I'm working on a metric-affine theory where the affine connection is independent of the metric. I've solved the general connection in terms of Levi-Civita connection of the metric plus a vector field and a constant. I want to define Christoffel tensor and change curvature from general affine Ricci to Levi-Civita Ricci. When evaluated, I get dollar indices and HeadOfTensors in the last output. The code I'm using is
<<xAct`xTensor`
<<xAct`xTras`
$PrePrint = ScreenDollarIndices;
DefManifold[M4, 4, {a, b, c, d, e, f, i, j, k, l}]
DefCovD[Cd[-a], SymbolOfCovD -> {";", "\[Del]"}]
DefMetric[-1, g[-a, -b], Cdm,
SymbolOfCovD -> {":", "\!\(\*OverscriptBox[\(\[Del]\), \(~\)]\)"},
PrintAs -> "g"]
DefNiceConstantSymbol["c", #] & /@ Range[2]

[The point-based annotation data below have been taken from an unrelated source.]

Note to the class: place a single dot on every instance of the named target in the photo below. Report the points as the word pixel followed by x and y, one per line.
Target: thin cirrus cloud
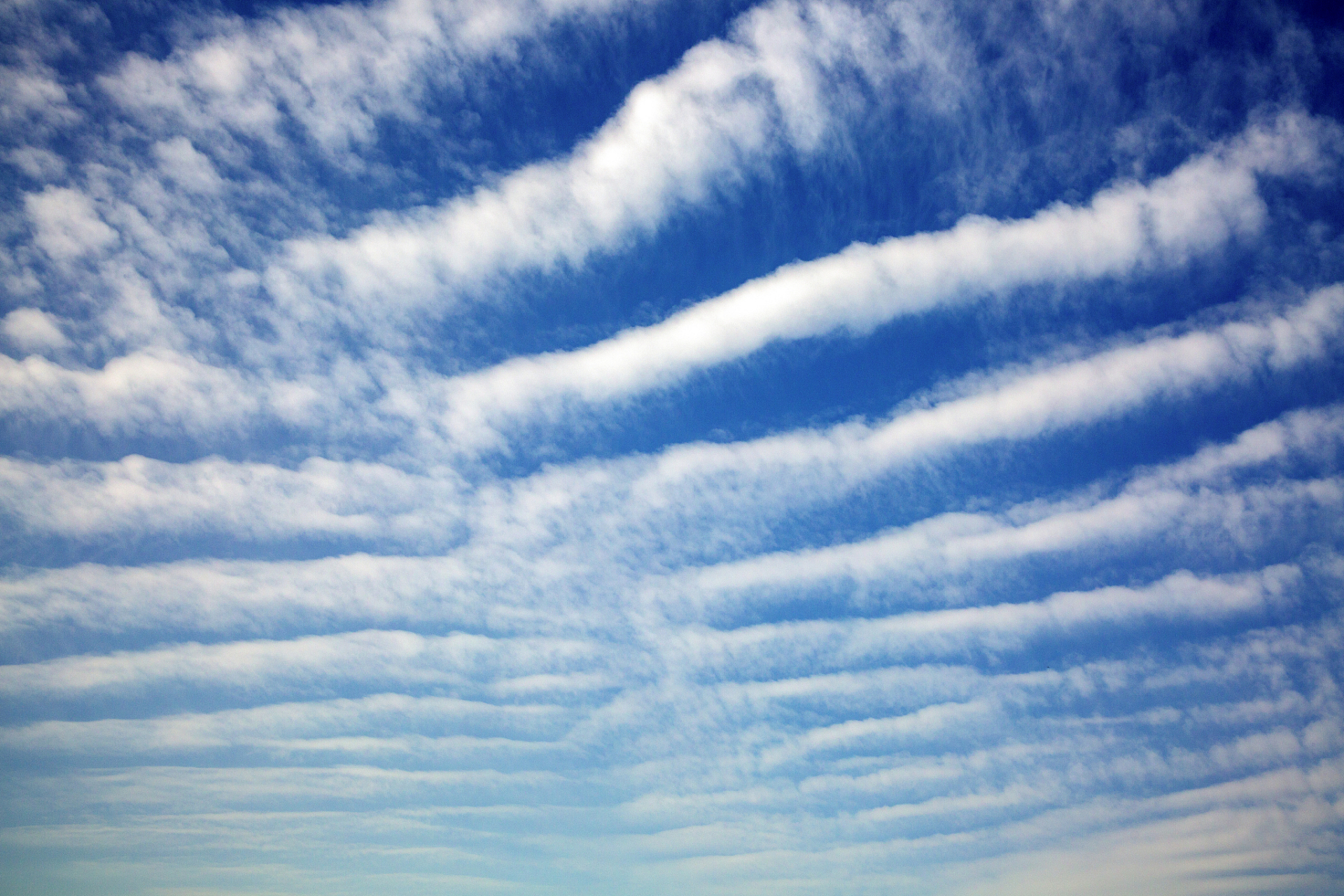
pixel 308 590
pixel 1196 209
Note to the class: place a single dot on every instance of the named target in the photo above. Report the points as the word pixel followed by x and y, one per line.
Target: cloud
pixel 1199 207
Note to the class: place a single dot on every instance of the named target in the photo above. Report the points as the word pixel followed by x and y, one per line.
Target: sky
pixel 671 447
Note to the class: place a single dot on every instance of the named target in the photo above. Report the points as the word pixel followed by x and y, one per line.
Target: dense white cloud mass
pixel 592 447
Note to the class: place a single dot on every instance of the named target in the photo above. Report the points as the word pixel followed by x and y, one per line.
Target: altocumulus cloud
pixel 606 447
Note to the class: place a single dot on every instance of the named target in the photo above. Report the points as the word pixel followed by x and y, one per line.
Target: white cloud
pixel 332 70
pixel 675 140
pixel 67 225
pixel 31 330
pixel 1199 207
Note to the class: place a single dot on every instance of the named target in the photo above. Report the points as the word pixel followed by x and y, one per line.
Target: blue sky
pixel 629 447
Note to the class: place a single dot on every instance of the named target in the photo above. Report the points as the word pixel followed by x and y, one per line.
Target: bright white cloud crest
pixel 605 448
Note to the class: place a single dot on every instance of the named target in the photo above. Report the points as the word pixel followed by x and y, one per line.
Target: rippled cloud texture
pixel 656 447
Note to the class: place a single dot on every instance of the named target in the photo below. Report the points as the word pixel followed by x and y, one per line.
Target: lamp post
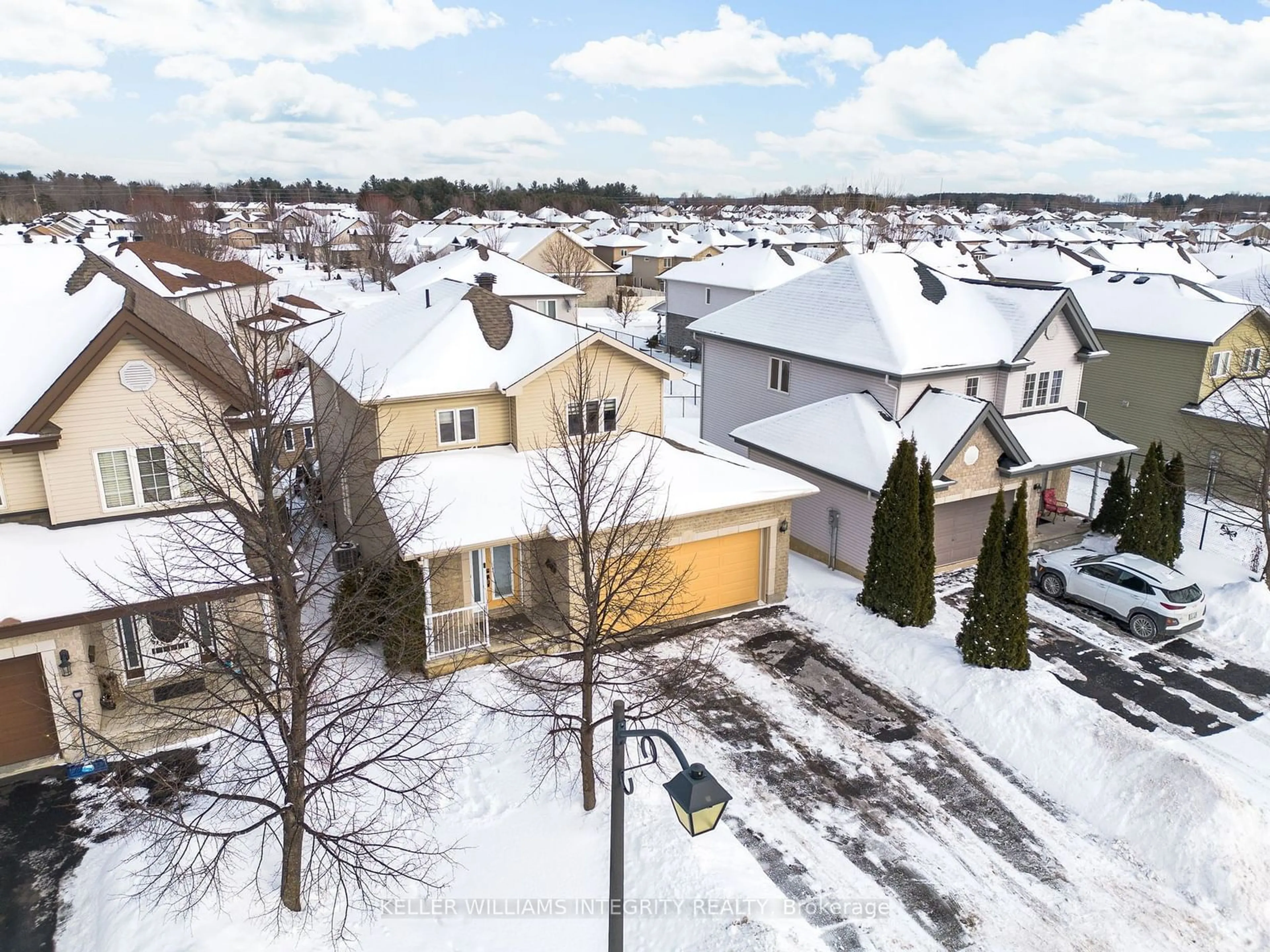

Christoffel[Cd, Cdm][a, -b, -c]
DefTensor[v[a], M4]
DefTensor[hMet[-a, -b], M4, Symmetric[{1, 2}], PrintAs -> "h"]
AutomaticRules[v, MakeRule[{v[a]*v[-a], -1}]]
AutomaticRules[v, MakeRule[{v[a] Cdm[-b]@v[-a], 0}]]
AutomaticRules[v,
MakeRule[{v[a] Cdm[-b]@Cdm[-c]@v[-a], -Cdm[-b]@v[a]*Cdm[-c]@v[-a]}]]
hMet /: hMet[a_, b_] hMet[-a_, c_] := hMet[b, c];
hMet /: hMet[a_, b_] hMet[c_, -a_] := hMet[b, c];
hMet /: hMet[b_, a_] hMet[-a_, c_] := hMet[b, c];
hMet /: hMet[b_, a_] hMet[c_, -a_] := hMet[b, c];
hMet[a_Symbol, -b_Symbol] := delta[a, -b];
hMet[-a_Symbol, b_Symbol] := delta[-a, b];
hMet[-a_Symbol, -b_Symbol] := g[-a, -b] + c1 v[-a] v[-b];
hMet[a_Symbol, b_Symbol] := g[a, b] - c1/(1 - c1) v[a] v[b];
ChristoffelCdCdm[a_Symbol, -b_Symbol, -c_Symbol] :=
Module[{l},1/2 hMet[a,l] (Cdm[-b]@hMet[-c, -l] + Cdm[-c]@hMet[-l, -b]
- Cdm[-l]@hMet[-b, -c])]
ChangeCurvature[RicciCd[-a, -b], Cd, Cdm]
I've tried almost everything within my "limited" knowledge still couldn't solve the problem.